AUTHORS' CONCLUSIONS: In prevention trials, early intervention with amniotomy and oxytocin appears to be associated with a modest reduction in the rate of caesarean section over standard care.
在许多发达国家,剖宫产率超过20%。导致初产妇剖宫产率高的主要诊断是难产或产程延长。本综述评估早期人工破膜联合早期使用缩宫素预防或治疗产程进展延迟的政策效果。
评估早期人工破膜联合缩宫素预防或治疗产程进展延迟对剖宫产率以及孕产妇和新生儿发病率指标的影响。
我们检索了Cochrane妊娠与分娩组试验注册库(2012年2月15日)、MEDLINE(1966年至2012年2月15日)、EMBASE(1980年至2012年2月15日)、CINAHL(1982年至2012年2月15日)、MIDIRS(1985年至2012年2月),并联系作者获取未发表试验的数据。
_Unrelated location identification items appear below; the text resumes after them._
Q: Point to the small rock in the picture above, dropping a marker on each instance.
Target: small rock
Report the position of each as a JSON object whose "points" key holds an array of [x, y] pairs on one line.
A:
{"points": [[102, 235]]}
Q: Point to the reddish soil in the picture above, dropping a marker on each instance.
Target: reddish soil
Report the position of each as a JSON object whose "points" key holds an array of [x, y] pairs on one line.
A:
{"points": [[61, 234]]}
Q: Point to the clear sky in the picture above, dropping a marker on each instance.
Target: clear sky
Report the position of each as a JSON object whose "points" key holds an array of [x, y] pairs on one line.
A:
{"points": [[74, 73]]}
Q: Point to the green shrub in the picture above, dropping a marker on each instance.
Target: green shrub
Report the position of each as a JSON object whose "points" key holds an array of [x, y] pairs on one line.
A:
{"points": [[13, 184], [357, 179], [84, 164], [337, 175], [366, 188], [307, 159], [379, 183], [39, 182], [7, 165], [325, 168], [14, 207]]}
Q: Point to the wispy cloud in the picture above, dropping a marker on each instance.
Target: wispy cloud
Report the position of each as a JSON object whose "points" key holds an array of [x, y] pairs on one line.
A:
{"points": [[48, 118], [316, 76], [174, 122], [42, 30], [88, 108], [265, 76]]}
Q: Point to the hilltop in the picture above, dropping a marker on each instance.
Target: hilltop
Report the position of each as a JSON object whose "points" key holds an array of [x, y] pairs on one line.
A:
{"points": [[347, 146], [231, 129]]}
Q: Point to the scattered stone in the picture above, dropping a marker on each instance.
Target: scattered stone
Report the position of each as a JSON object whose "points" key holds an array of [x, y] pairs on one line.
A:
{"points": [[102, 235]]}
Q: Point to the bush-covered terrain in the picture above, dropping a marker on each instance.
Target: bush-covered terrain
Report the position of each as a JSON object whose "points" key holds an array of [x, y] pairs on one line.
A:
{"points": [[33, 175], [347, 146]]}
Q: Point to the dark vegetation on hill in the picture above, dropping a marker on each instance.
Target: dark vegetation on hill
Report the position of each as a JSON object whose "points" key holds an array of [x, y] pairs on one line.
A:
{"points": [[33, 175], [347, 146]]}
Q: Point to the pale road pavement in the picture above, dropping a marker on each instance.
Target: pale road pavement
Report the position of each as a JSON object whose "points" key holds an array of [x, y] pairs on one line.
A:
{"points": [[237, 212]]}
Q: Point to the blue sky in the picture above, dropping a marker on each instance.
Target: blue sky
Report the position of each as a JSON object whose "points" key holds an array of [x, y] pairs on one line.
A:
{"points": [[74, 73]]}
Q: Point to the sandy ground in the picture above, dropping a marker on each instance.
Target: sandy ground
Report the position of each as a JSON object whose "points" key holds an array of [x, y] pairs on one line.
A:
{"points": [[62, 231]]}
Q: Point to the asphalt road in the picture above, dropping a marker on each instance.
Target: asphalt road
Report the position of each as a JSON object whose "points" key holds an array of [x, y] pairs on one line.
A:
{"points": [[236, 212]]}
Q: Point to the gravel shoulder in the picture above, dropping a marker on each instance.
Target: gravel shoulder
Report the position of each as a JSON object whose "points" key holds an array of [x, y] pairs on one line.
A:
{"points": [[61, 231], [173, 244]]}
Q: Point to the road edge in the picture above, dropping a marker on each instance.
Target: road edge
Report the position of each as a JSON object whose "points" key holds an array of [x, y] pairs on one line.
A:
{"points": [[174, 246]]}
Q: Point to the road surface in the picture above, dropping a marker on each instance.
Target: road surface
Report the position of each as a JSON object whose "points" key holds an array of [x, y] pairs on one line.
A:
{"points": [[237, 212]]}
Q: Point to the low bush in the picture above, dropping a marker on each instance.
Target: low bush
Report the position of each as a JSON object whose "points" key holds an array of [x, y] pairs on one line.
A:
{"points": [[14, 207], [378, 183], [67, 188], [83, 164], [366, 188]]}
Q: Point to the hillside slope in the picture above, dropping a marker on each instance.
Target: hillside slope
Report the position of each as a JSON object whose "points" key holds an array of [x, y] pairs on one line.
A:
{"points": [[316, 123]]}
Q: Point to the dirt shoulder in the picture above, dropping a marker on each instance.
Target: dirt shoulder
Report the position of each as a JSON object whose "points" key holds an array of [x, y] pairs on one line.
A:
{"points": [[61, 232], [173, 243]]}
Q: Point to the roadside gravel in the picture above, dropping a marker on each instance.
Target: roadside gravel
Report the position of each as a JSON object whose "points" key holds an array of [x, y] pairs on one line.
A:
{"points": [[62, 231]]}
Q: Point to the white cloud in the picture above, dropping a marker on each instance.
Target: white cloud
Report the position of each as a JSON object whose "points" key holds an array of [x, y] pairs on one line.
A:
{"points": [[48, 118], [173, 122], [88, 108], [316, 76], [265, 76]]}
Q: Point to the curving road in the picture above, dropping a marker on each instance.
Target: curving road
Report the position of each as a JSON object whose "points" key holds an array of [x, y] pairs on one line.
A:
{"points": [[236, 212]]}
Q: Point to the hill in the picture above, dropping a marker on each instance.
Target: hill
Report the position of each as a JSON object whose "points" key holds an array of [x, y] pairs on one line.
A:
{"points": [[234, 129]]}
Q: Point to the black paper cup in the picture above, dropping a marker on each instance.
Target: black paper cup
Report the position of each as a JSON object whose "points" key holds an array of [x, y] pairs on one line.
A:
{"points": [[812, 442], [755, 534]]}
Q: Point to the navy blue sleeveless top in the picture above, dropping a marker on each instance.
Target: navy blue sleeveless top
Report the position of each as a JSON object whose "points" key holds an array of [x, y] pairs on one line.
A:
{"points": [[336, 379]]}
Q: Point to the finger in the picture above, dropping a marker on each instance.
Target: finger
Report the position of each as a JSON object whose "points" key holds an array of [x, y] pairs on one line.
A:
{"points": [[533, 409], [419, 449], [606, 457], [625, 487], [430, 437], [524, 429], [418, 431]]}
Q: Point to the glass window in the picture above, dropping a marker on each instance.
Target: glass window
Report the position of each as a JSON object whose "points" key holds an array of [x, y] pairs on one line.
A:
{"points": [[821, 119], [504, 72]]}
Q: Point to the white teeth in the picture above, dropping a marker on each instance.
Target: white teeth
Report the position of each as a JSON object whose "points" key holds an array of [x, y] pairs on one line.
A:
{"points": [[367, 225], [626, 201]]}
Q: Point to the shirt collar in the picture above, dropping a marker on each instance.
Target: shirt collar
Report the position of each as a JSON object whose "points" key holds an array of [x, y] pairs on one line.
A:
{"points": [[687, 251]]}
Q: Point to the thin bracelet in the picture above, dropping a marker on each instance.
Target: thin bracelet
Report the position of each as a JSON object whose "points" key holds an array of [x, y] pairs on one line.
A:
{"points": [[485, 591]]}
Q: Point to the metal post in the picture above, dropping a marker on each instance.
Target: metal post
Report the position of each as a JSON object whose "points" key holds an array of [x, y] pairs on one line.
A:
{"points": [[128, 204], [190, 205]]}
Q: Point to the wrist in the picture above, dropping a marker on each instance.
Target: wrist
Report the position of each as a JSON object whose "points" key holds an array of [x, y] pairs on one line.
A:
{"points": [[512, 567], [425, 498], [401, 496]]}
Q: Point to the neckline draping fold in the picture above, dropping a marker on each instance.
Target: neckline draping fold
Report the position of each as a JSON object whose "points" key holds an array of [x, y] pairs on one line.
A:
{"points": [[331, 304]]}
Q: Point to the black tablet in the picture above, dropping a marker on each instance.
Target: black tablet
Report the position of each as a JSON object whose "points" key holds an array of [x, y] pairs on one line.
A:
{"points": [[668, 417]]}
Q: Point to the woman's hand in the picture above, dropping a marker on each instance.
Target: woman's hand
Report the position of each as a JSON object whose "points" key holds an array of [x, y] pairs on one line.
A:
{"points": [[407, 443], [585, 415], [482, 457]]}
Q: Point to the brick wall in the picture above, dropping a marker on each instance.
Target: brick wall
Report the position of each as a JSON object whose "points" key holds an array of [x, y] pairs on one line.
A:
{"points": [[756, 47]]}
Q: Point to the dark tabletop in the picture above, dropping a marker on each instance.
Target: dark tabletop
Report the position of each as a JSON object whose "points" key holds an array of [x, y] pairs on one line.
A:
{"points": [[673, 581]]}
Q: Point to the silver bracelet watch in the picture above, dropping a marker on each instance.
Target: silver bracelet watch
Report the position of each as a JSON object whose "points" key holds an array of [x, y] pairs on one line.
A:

比较缩宫素和人工破膜与期待治疗的随机和半随机对照试验。
三位综述作者独立提取数据。我们根据随机分组时女性的状态将分析分为“预防试验”和“治疗试验”。“预防试验”的参与者是未经过挑选、产程没有进展缓慢的女性,她们被随机分配接受早期引产政策或常规护理。在“治疗试验”中,如果女性产程进展已确定延迟,则符合条件。
对于本次更新,我们又纳入了两项新的临床试验。本次更新后的综述包括14项试验,共随机分配了8033名女性。未分层分析发现,早期人工破膜联合缩宫素干预与剖宫产风险适度降低相关;然而,置信区间(CI)包含无效效应(风险比(RR)0.89;95%CI 0.79至1.01;14项试验;8033名女性)。在预防试验中,早期引产与剖宫产数量适度减少相关(RR 0.87;95%CI 0.77至0.99;11项试验;7753名女性)。早期人工破膜和早期缩宫素政策与产程缩短相关(平均差值(MD)-1.28小时;95%CI -1.97至-0.59;8项试验;4816名女性)。排除四项采用全套积极管理措施的试验后的敏感性分析,对剖宫产风险的点估计值没有实质性影响(RR 0.87;95%CI 0.73至1.05;10项试验;5165名女性)。我们未发现对其他孕产妇或新生儿发病率指标有其他显著影响。
在预防试验中,早期人工破膜联合缩宫素干预似乎比标准护理能适度降低剖宫产率。